Of course, I don’t want to hold forever. I want to live, dammit. So you KNOW I’m about to suggest this one…

Buy Bitcoin

To me, this is absolutely the best way to preserve your wealth. Aside from having better year-on-year returns than literally any other asset, you will escape all the BS shenanigans the Fed can pull on the markets.

  • You can transfer your wealth more easily (instead of routing it through byzantine labyrinth of banking infrastructure).
  • You can transport your wealth easily – as easy as putting a hard drive in your pocket and walking away
  • Rising adoption – demand is increasing faster than supply
  • Future infrastructure – this is a giant rabbit hole, but in the future, people will not be transferring Bitcoin into dollars to buy things, but paying directly with Bitcoin. This has already begun.

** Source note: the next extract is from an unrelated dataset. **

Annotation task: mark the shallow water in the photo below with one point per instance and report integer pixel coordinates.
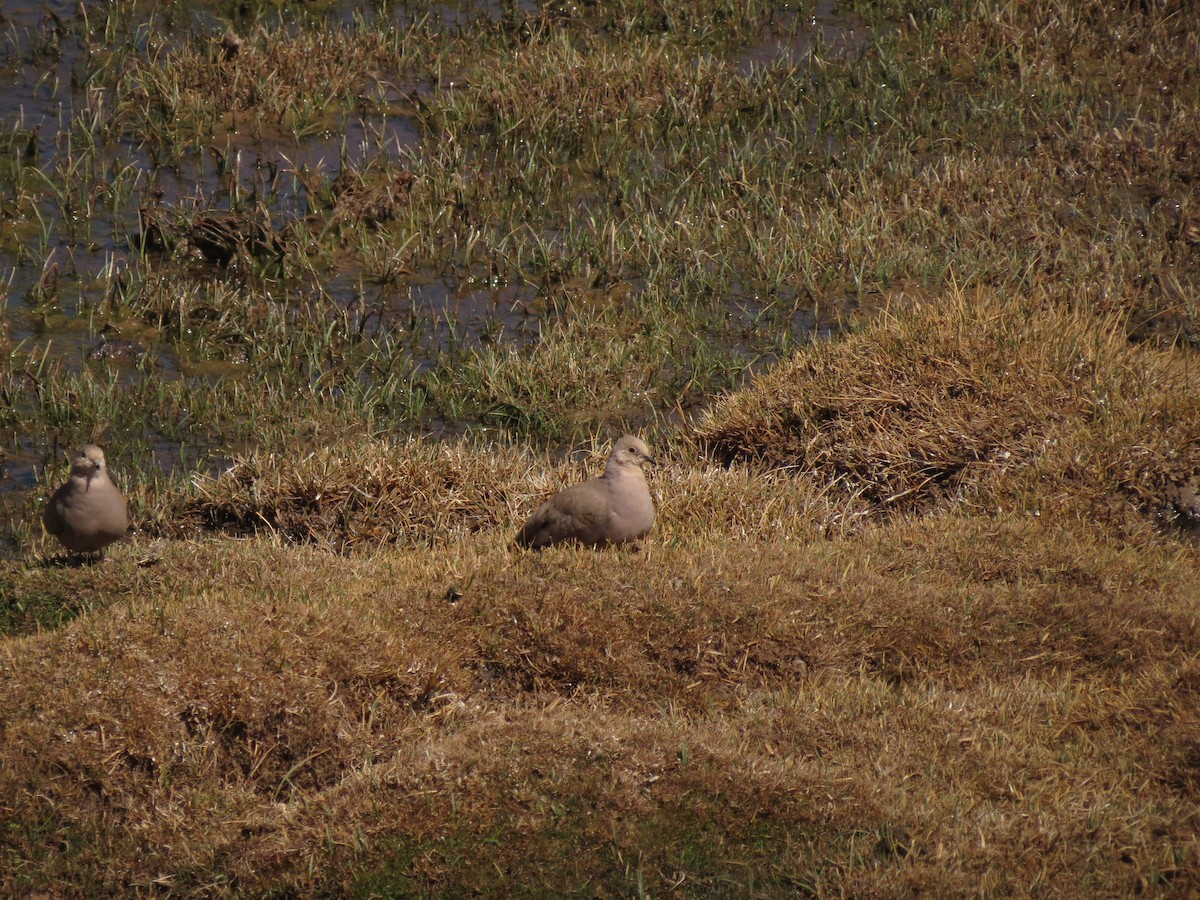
(42, 89)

To me, it has the greatest possible upside for the precise reason it is a deflationary asset that cannot truly be regulated. I easily see BTC reaching $100,000 by the end of 2021. No promises, but I am personally investing on that premise. I also see it going much, much further over the next 10 years.

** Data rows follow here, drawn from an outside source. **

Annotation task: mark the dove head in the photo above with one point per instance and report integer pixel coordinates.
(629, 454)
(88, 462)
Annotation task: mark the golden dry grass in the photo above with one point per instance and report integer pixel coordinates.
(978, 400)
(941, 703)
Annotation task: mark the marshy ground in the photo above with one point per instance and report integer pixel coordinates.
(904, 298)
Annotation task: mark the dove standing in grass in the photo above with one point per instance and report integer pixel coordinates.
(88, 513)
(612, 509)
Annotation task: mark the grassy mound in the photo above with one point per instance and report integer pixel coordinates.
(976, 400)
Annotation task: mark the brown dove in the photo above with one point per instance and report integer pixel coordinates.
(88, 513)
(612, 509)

Buy Bitcoin. This is financial advice.

12 Comments

  1. Bitcoin simply does not have the PROVEN 6,000 year history that physical gold and silver do. NO ONE knows if it will protect you during hyperinflation because it is simply too new. Go with what is GUARANTEED to protect you. Bitcoin might not even survive this (we honestly don’t know), but physical precious metals will.

    1. I like that line of thinking on its time-tested nature. Do you mean physical gold, or more gold-based derivatives?

      The advantage I like about Bitcoin vs gold is the ease of transfer, easier to use and spend (and getting easier with the development of the lightning network), and the fact that it’s still very early on the adoption curve and yet even governments are trying to acquire it.

      Plus, the banning of private ownership of gold in the past (in 1933) is a strong precedent that the same kind of thing can happen again in the future.